Que el turismo genera positivos resultados a las comunidades que lo ofrecen es evidente. Reconocimiento, ingresos económicos, oportunidades de trabajo y apertura cultural. Pero a su lado, tomándole el paso, le acompañan riesgos bastante serios contra el patrimonio natural y el medio ambiente. Afectación de paisajes, alteración de ecosistemas, impacto ecológico, acumulación de desechos contaminantes y consumo desmesurado de recursos limitados como el agua.
Resulta una compleja contradicción que convierte la industria en cura, pero también en veneno y enfermedad, así como en los asuntos de amor pasa factura la banda chilena C4 en su popular canción Ángel y demonio. El turismo, como toda actividad de consumo, incide de manera negativa sobre el ambiente por cuanto presiona el uso excesivo de recursos, agota materias primas, degrada el paisaje y acumula residuos y gases tóxicos.
Lo grave a corto plazo no es el notable hecho de que la industria ¬–que genera más de 250 millones de empleos en el mundo y se toma el 11% del PIB mundial– crezca de manera acelerada y prevea un movimiento cercano a los 1.600 millones de turistas internacionales para dentro de seis años, sino el pírrico compromiso de la mayor parte de los países del mundo para meterle el hombro a la configuración de ofertas turísticas responsables que prevengan la amenaza que acecha la biodiversidad global con esta inimaginable oleada de viajeros.

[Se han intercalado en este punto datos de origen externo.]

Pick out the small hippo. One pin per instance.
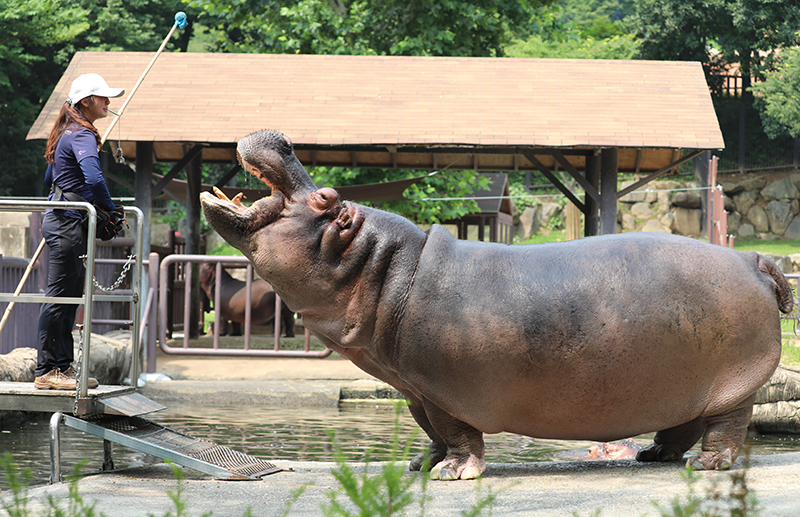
(595, 339)
(233, 300)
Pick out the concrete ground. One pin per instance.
(616, 488)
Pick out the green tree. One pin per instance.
(377, 27)
(597, 19)
(778, 96)
(30, 32)
(37, 40)
(717, 33)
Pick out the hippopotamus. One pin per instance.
(599, 339)
(233, 300)
(622, 450)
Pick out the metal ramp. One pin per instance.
(148, 437)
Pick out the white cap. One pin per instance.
(91, 84)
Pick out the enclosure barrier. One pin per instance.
(83, 403)
(188, 260)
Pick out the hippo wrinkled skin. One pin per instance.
(600, 339)
(233, 302)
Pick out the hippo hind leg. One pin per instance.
(724, 438)
(438, 449)
(670, 444)
(464, 458)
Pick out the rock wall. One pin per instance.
(765, 207)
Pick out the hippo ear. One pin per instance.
(323, 199)
(341, 232)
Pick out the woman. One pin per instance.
(72, 153)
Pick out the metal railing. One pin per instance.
(89, 296)
(795, 314)
(187, 261)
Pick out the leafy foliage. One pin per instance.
(716, 32)
(778, 97)
(623, 46)
(30, 33)
(37, 40)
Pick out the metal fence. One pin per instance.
(747, 147)
(185, 263)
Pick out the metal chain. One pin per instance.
(118, 282)
(78, 361)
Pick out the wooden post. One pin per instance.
(592, 221)
(573, 221)
(609, 168)
(193, 239)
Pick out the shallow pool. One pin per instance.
(276, 434)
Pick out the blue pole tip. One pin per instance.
(180, 20)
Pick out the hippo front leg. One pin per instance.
(724, 438)
(463, 444)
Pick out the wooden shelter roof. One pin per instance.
(412, 112)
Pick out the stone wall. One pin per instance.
(765, 207)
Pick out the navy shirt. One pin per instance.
(77, 169)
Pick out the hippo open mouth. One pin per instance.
(235, 221)
(269, 156)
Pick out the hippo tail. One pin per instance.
(783, 291)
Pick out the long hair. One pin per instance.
(67, 117)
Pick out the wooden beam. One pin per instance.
(560, 158)
(591, 225)
(639, 154)
(177, 168)
(609, 170)
(235, 168)
(553, 179)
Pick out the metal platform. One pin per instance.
(109, 400)
(150, 438)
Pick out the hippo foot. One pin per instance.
(713, 460)
(423, 461)
(459, 467)
(659, 452)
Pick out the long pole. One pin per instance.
(180, 22)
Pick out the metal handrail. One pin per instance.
(27, 205)
(163, 272)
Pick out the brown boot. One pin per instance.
(72, 374)
(54, 380)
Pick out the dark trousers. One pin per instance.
(66, 238)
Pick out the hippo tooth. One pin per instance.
(220, 194)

Desde hace cuatro largas décadas el planeta, a través de las Naciones Unidas, presagia el sensible problema que los actuales patrones de consumo y producción representan para el medio ambiente y la neutralización de la pobreza, y en 1970 con la declaración del Año de protección de la naturaleza dio el primer campanazo sobre la urgencia de armar un tinglado de protección jurídica para contrarrestar la depredación.
Y aunque el turismo es solo una ficha de este premonitorio ajedrez que confabula contra la misma humanidad, su desbordado crecimiento y masificación lo convierten en estelar protagonista de la destrucción de recursos, reducción de biodiversidad y cambio climático.
La cumbre Rio+20, cuya sede acaba de anunciar el alcalde Gustavo Petro para Bogotá en el próximo agosto y con la que se pretende hacerles seguimientos a los compromisos que adquirió la ONU en 1972 en la segunda ciudad más populosa del Brasil, tendrá dentro de sus platos fuertes los avances en el turismo sostenible. Será la oportunidad de palpar si la comunidad internacional formaliza adelantos medibles en la materia, o si solo continúa persiguiéndose la cola, dando vueltas en círculo, por ausencia de propósitos y voluntades.